I'm Ron, from NASA.
“History was supposed to be made Friday when, for the first time, two female astronauts were scheduled to do a spacewalk together outside the International Space Station. However, one of the astronauts was switched out this week because of a lack of ‘spacesuit availability.’” – NPR, 3/26/19
Hi. I’m Ron. I’m from NASA.
I’m that guy that makes suits. You know, the suits that we didn’t have enough of to complete a historic all female spacewalk this Friday?
The thing that kind of seemed like a problem we could have figured out before they took off, because sizes can change in space but you really don’t go from a medium to large just because your food is floating?
Yeah, I’m that guy. I actually made these space suits back in 1970s. It was a different time. I’m not saying it as an excuse, but legally, women weren’t allowed to go to space or vote.
I know you’re thinking, Ron, you fool, Why didn’t you bang down the bosses’ door and say, LET ME MAKE ANOTHER SUIT! DAMN THE BUDGET! IT’S FOR HISTORY! You could have been the Kevin Costner in “Hidden Figures 2: This Suit Needs Room for Titties”

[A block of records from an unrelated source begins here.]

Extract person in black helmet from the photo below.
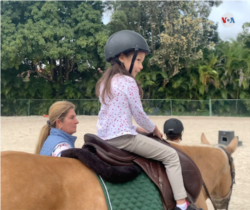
[96,30,200,210]
[163,118,184,143]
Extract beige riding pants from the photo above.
[107,134,187,200]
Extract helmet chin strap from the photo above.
[129,49,139,74]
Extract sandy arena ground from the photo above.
[0,116,250,210]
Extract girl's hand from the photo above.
[153,126,163,139]
[136,126,148,133]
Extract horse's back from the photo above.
[0,152,106,210]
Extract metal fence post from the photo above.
[170,99,172,116]
[209,98,213,117]
[28,99,30,116]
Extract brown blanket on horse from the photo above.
[62,134,202,209]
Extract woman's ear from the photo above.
[56,119,62,130]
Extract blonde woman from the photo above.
[35,101,79,157]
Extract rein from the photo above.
[203,145,235,210]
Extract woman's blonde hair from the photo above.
[35,101,75,154]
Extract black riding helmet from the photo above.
[163,118,184,135]
[105,30,150,74]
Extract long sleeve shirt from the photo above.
[97,74,155,140]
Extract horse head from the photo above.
[201,133,238,210]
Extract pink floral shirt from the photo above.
[97,74,155,140]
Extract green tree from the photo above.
[0,0,108,84]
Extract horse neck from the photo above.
[171,143,227,193]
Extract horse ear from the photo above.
[201,133,210,145]
[226,137,238,154]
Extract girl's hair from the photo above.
[35,101,75,154]
[95,51,143,104]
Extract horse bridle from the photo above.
[203,145,235,210]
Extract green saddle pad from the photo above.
[97,172,163,210]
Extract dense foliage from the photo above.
[0,0,250,115]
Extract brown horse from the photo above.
[171,134,238,210]
[0,135,237,210]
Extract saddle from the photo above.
[62,134,203,210]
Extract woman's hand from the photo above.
[136,126,148,133]
[153,126,163,139]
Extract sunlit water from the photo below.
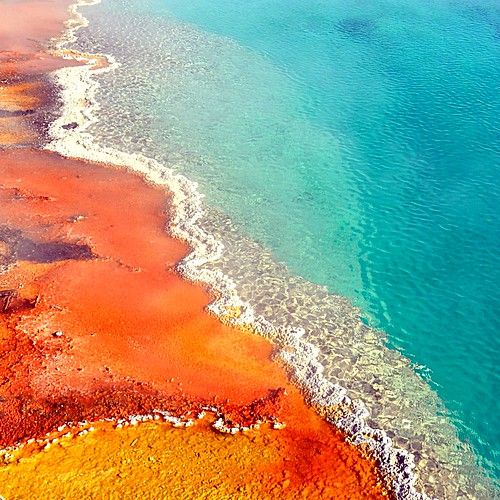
[70,0,500,492]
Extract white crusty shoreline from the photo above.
[45,0,428,500]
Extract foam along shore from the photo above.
[47,0,440,499]
[0,2,386,498]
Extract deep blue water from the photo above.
[145,0,500,475]
[91,0,500,477]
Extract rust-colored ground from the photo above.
[0,0,384,498]
[0,0,75,147]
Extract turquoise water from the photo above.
[83,0,500,477]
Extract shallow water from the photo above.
[70,0,500,494]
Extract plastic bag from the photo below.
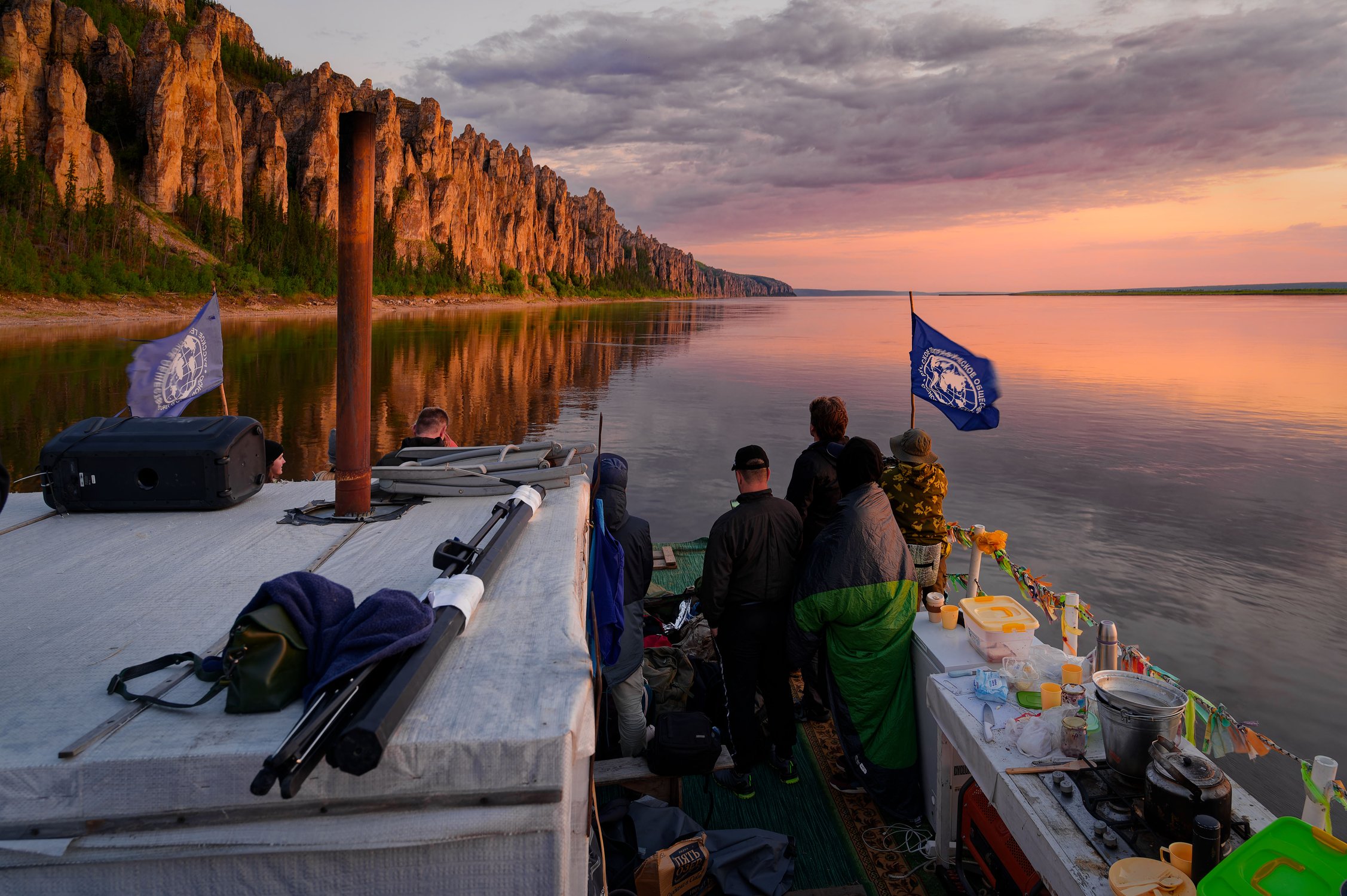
[972,668,1011,703]
[1016,716,1056,759]
[1016,706,1066,759]
[1001,644,1089,691]
[1001,656,1043,691]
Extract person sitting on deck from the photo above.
[375,407,458,466]
[789,438,922,822]
[594,454,654,756]
[698,444,800,799]
[267,439,286,483]
[785,395,847,722]
[880,430,953,594]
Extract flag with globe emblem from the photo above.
[127,292,225,416]
[912,314,1001,431]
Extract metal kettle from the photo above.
[1145,737,1232,843]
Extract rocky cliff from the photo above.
[0,0,791,296]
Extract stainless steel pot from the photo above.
[1094,671,1188,779]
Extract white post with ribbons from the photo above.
[969,526,987,597]
[1300,756,1337,830]
[1061,591,1080,656]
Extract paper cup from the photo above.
[1039,682,1061,708]
[1160,841,1192,874]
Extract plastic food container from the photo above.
[959,594,1039,663]
[1198,818,1347,896]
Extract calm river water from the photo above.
[0,296,1347,823]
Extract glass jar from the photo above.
[1061,716,1089,759]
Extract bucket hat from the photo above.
[889,430,940,464]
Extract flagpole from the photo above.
[908,290,917,430]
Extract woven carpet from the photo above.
[654,539,944,896]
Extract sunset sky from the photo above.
[232,0,1347,290]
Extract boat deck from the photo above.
[0,477,594,893]
[644,539,947,896]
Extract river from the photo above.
[0,296,1347,823]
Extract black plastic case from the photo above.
[38,416,267,511]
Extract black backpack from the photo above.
[645,713,721,778]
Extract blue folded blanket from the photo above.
[240,573,435,703]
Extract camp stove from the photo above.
[1039,765,1250,865]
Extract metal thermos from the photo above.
[1189,815,1220,884]
[1094,620,1118,673]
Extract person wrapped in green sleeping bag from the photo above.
[789,438,923,821]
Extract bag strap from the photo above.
[108,653,234,708]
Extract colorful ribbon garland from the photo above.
[1119,644,1347,833]
[947,523,1347,833]
[945,523,1095,625]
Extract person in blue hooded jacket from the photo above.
[594,454,654,756]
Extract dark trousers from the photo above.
[715,604,795,772]
[800,648,828,718]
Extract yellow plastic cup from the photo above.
[1160,841,1192,874]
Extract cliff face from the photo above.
[0,0,791,295]
[0,0,113,201]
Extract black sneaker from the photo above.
[715,768,757,799]
[828,775,865,794]
[767,749,800,784]
[795,701,832,722]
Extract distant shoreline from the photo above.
[0,292,698,330]
[1013,289,1347,296]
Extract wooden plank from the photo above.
[0,787,562,839]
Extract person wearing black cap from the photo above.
[267,439,286,483]
[698,444,801,799]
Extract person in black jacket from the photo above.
[594,454,654,756]
[698,444,800,799]
[785,395,847,550]
[375,407,458,466]
[785,395,847,722]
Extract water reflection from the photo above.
[0,296,1347,823]
[0,302,725,490]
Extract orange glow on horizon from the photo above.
[688,158,1347,292]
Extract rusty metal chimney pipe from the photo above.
[335,112,375,516]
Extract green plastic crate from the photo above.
[1198,818,1347,896]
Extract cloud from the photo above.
[404,0,1347,238]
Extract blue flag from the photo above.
[127,292,225,416]
[912,314,1001,431]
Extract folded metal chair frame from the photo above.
[372,442,594,497]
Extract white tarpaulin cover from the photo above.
[0,477,594,896]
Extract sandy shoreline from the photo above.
[0,294,684,329]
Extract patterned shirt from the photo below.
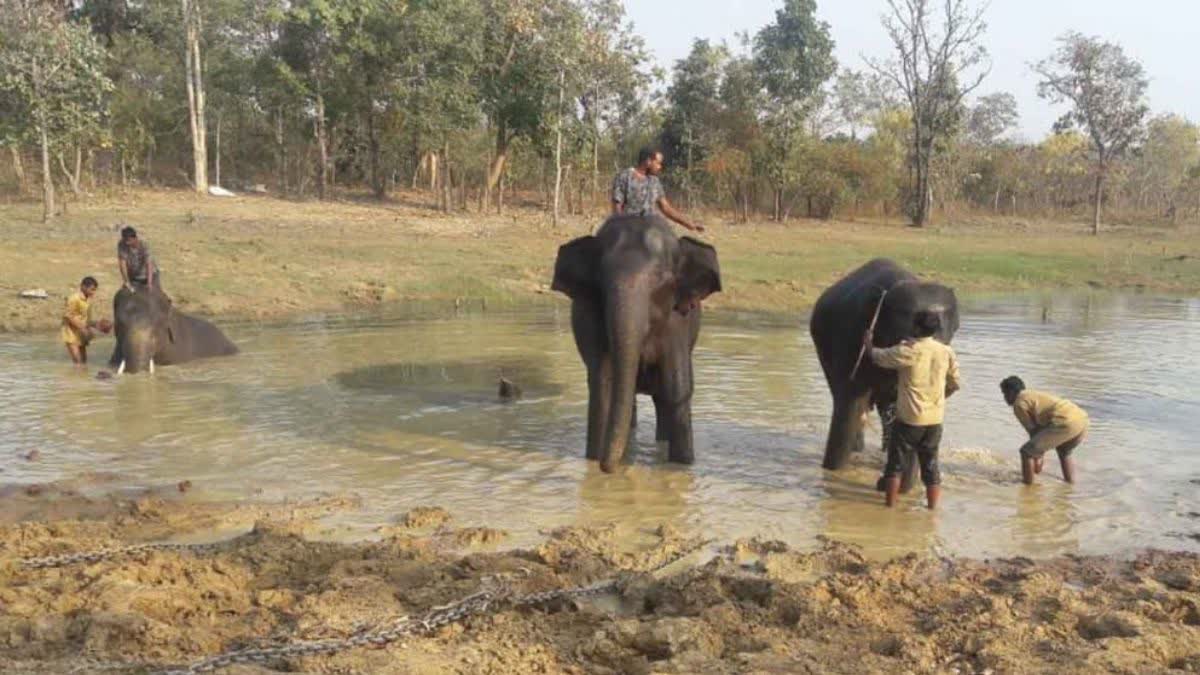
[116,239,150,282]
[612,168,664,216]
[871,338,960,426]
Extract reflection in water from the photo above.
[0,295,1200,556]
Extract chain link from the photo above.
[154,539,709,675]
[20,539,233,569]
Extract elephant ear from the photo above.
[676,237,721,313]
[550,234,601,298]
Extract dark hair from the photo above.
[912,310,942,338]
[1000,375,1025,394]
[637,145,662,166]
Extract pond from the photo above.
[0,295,1200,557]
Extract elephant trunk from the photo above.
[600,283,648,473]
[121,330,155,374]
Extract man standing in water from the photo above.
[612,148,704,232]
[1000,375,1088,485]
[62,276,110,366]
[863,311,959,508]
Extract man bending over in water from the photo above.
[1000,375,1088,485]
[863,311,959,508]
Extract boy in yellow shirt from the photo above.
[1000,375,1088,485]
[62,276,110,366]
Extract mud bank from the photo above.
[0,484,1200,674]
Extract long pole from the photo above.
[850,288,888,382]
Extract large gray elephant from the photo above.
[552,216,721,472]
[108,286,238,372]
[809,258,959,475]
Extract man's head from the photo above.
[637,147,662,175]
[1000,375,1025,405]
[912,310,942,338]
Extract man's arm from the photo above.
[946,350,962,398]
[659,196,704,232]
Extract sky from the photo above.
[625,0,1200,141]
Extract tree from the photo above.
[754,0,838,220]
[967,91,1020,145]
[1033,32,1150,234]
[1133,114,1200,221]
[181,0,209,195]
[0,0,113,222]
[868,0,988,227]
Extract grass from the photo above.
[0,184,1200,331]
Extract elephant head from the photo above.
[551,216,721,471]
[875,279,959,347]
[109,286,178,372]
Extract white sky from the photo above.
[625,0,1200,139]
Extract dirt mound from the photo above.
[0,488,1200,674]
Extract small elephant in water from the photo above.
[809,258,959,480]
[108,281,238,372]
[551,216,721,472]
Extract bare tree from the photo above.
[866,0,990,227]
[1033,32,1150,234]
[182,0,209,195]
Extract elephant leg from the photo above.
[586,357,612,460]
[821,390,871,470]
[654,394,671,443]
[659,330,696,464]
[875,401,896,453]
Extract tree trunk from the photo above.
[182,0,209,195]
[496,164,509,215]
[8,145,29,195]
[56,147,83,197]
[37,120,54,222]
[313,90,329,201]
[442,139,454,214]
[480,120,510,210]
[367,110,388,199]
[212,109,221,185]
[275,108,288,195]
[551,70,566,229]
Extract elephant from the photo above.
[108,281,238,372]
[551,215,721,472]
[809,258,959,478]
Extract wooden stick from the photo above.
[850,288,888,382]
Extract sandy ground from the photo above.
[0,477,1200,674]
[0,190,1200,333]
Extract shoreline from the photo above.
[0,483,1200,674]
[0,190,1200,334]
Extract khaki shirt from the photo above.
[62,291,92,347]
[1013,389,1087,435]
[871,338,960,426]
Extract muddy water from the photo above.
[0,295,1200,557]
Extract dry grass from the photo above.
[0,191,1200,331]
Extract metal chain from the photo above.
[19,539,234,569]
[154,539,709,675]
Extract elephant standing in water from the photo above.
[552,216,721,472]
[108,281,238,372]
[809,258,959,480]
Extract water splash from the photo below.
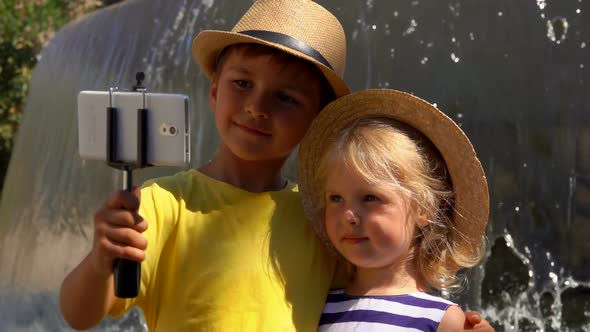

I’ve calculated curvatures that could bring Stephen Hawking’s Ghost to ghost tears. You’ve build a goddamn spaceship.
Look, I know what you’re thinking. I’m a sexist.
But I’m not a sexist, I’m just really horny.
It’s not just the suit. I haven’t been able to build anything new these past two decades. You see, it’s not the women in space I’m horny for. It’s SPACE ITSELF. I just go goo-goo-ga-ga thinking about SPACE STUFF. Gaping black holes, titillating nebulas, lonely, salacious quasars pulsating millions of lightyears away from the nearest being, aching for my touch. I didn’t think I’d be like this. I thought by now I’d be married, with kids even. I saved myself for marriage the good christian way but just never found that special someone. Somehow things just didn’t click for me until the Hubble Telescope was launched in 1990. I took one look through her sultry lens and nothing was the same for me again.
That’s when I I realized I didn’t want to have sex with women, I wanted to have sex with SPACE.
Venus, Mars and Jupiter - that is MY ideal threesome. Two guys, one gal, because everything in space has a gender that I arbitrarily assign it, and with me of course watching from a safe distance from all the debris that that would naturally result in a collision of these cosmic behemoths while they copulated. I want to be Pegged by the ghost of john glenn. Interstellar, First Man, Gravity, Martian, even Guardians of the Galaxy are porn to me.I can barely get through 15 minutes without spilling my seed. A glance at the moon is always accompanied by the feeling a half chub straining against my khakis. All that vast white expanse, the gentle curve of the surface, pockmarked with craters, barely scorched by man’s impure touch, my thighs quiver just at the thought. Have you ever tried to calculate the degree of heat leaving the surface of the sun in relation to earth’s orbit with a ROCK HARD BONER?
The worst part about this (other than it stops me from doing my job and helping the brave women astronauts do theirs) is that when I cum? It’s loud, and it’s bad.
When I climax, I go “IIIII LOOOOVEEE CARLLLLL SAAAGANNN” cause I do, and that’s also the noise I make when I cum.
Sometimes I cum a little bit, sometimes I cum a lot, but mostly, I can’t stop cumming at all when I’m thinking about SPACE. It costs 12 million dollars to make a new space suit, 5 million of which goes to getting all the cum out of it in the end.
Sure, my horniness may limit humanity from progress on a daily basis, but I’m a scientist, exploration is in my heart.
As Carl Sagan said…
“Exploration is in our nature. We began as wanderers, and we are wanderers still. We have lingered long enough on the shores of the cosmic ocean. We are ready at last to set sail for the stars. and fuck the shit out of them until we explode in the cold, soundless vacuum of space.”
Well, he said most of that, I added the last part.